The expert explained that Vietnam is offering numerous incentives to large-scale steel projects, which are supposed to invest heavily in environmental protection.
The Formosa plant caused widespread fish deaths in central Vietnam in April, while the Ca Na project, yet to be implemented, has raised similar environmental concerns.
How to make changes
Dr. Anh said the first thing that needs to be changed is the way the government sees the three economic sectors, foreign-invested, private and state-owned.
“The government currently considers state-owned enterprises its ‘birth children’, foreign-invested firms ‘adopted children’, and finally, private businesses ‘step-children’,” Dr. Anh elaborated.
“This must be changed to create a more transparent playground where private, small- and medium-sized enterprises will have more freedom for competition and development.”
Dr. Anh added that small- and medium-sized enterprises do not need tax breaks or other incentives from the government, “what they need is to be recognized as having a key role in the economy.”

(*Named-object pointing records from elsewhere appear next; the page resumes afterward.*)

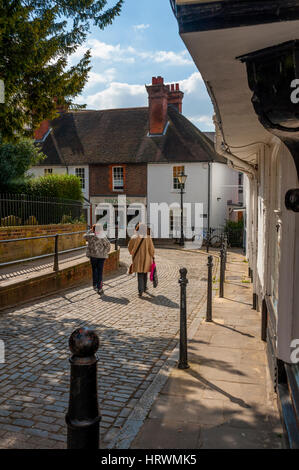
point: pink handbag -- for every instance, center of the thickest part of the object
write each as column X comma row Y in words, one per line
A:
column 153, row 266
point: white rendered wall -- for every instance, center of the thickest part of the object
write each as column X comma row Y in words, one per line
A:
column 224, row 185
column 37, row 171
column 224, row 188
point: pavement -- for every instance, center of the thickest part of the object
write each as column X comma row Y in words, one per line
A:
column 137, row 340
column 224, row 400
column 31, row 269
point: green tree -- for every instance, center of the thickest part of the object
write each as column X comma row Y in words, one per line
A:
column 37, row 38
column 15, row 160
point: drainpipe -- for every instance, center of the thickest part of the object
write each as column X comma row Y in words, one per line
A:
column 209, row 197
column 233, row 161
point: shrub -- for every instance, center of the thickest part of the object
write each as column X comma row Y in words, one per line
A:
column 234, row 231
column 60, row 186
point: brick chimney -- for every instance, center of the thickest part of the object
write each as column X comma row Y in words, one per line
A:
column 42, row 130
column 158, row 101
column 175, row 96
column 44, row 127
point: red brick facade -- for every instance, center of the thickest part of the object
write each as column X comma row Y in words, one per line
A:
column 135, row 180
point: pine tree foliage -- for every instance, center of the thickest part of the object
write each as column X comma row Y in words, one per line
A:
column 37, row 38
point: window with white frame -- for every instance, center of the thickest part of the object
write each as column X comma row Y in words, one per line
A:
column 80, row 172
column 118, row 178
column 176, row 172
column 175, row 222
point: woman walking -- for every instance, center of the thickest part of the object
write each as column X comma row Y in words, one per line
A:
column 98, row 248
column 142, row 249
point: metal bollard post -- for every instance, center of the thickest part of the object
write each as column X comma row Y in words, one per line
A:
column 183, row 281
column 222, row 268
column 56, row 267
column 83, row 417
column 208, row 240
column 225, row 252
column 209, row 295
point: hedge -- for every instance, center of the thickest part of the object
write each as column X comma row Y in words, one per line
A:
column 61, row 186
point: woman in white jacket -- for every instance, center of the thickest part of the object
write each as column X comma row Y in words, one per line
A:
column 98, row 249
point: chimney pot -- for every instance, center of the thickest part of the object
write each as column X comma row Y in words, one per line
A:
column 175, row 96
column 158, row 101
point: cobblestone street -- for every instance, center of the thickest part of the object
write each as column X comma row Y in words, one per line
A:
column 136, row 338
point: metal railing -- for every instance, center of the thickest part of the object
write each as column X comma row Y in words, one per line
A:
column 56, row 252
column 23, row 209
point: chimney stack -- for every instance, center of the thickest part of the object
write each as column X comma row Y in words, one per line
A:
column 158, row 101
column 175, row 96
column 45, row 125
column 42, row 130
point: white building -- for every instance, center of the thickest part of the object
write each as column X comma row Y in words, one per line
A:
column 141, row 157
column 248, row 54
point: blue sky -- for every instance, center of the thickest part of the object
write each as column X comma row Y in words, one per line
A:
column 142, row 42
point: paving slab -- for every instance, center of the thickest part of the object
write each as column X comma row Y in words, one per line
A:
column 137, row 337
column 226, row 395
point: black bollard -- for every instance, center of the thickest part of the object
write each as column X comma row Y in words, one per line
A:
column 222, row 267
column 83, row 417
column 225, row 252
column 55, row 267
column 209, row 294
column 116, row 239
column 183, row 281
column 208, row 240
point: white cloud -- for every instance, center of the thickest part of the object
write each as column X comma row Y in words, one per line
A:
column 141, row 27
column 117, row 53
column 171, row 58
column 192, row 84
column 204, row 122
column 99, row 78
column 196, row 106
column 117, row 95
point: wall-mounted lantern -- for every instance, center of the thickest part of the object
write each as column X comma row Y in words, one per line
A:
column 273, row 76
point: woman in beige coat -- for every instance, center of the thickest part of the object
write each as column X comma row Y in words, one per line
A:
column 141, row 244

The next reform the government should make, according to the expert, lies in the way policies, plans and strategies are prepared and enacted.
As for the constitution, Dr. Anh said the government should step aside in some fields in order to give more space for private companies to grow.
“The government should only do what [private] businesses do not want to do, or are unable to do,” he said.
“Why should the government try to keep state-run enterprises in fields like dairy, rubber and textiles?”